Troy Stokes, Jr.
Stokes, Jr. has acquitted himself well on his steady rise through the Brewers’ farm system since being drafted in the 4th round of the 2014 MLB Draft. 2018 is a critical year for Stokes, Jr., as he will find himself exposed to the Rule V draft if he’s not added to the Brewers 40-man roster this offseason.
Despite his 5’8” stature, Stokes is strong, and he generates average raw power with his above-average bat speed, and a swing path that generates natural loft and allows for fence-clearing pop to the pull side. Stokes hit tool lags behind the power, as his swing has a grooved nature, netting swing-and-miss and weak contact on quality strikes. He gets the most of it by working deep counts and picking up his share of walks, but down in the count, Stokes’ below-average hit tool is exposed. Once a plus runner, Stokes has lost a half grade with his legs as his frame has matured, but he’s still able to make an impact with strong base-running instincts. In the outfield, his fringy arm strength limits him to left field in a regular role, where his glove rates average.
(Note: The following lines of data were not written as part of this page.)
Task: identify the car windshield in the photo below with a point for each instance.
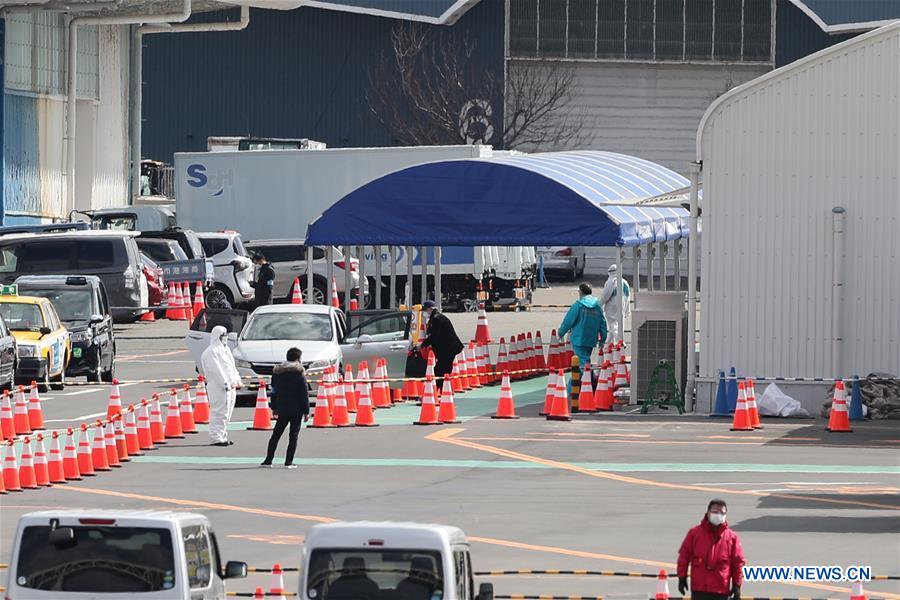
(312, 327)
(388, 574)
(22, 317)
(71, 305)
(99, 560)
Stokes has previously had the look of a platoon or potential second-division regular, flashing five tools and impacting the game in several ways. While his power output is enticing, Stokes minimal hitting and defensive contributions may limit him to a Role 40 bench role in the big leagues. His toolsy, athletic profile without a true above-average carrying tool, is still attractive enough to find his way onto the 40-man roster this off-season.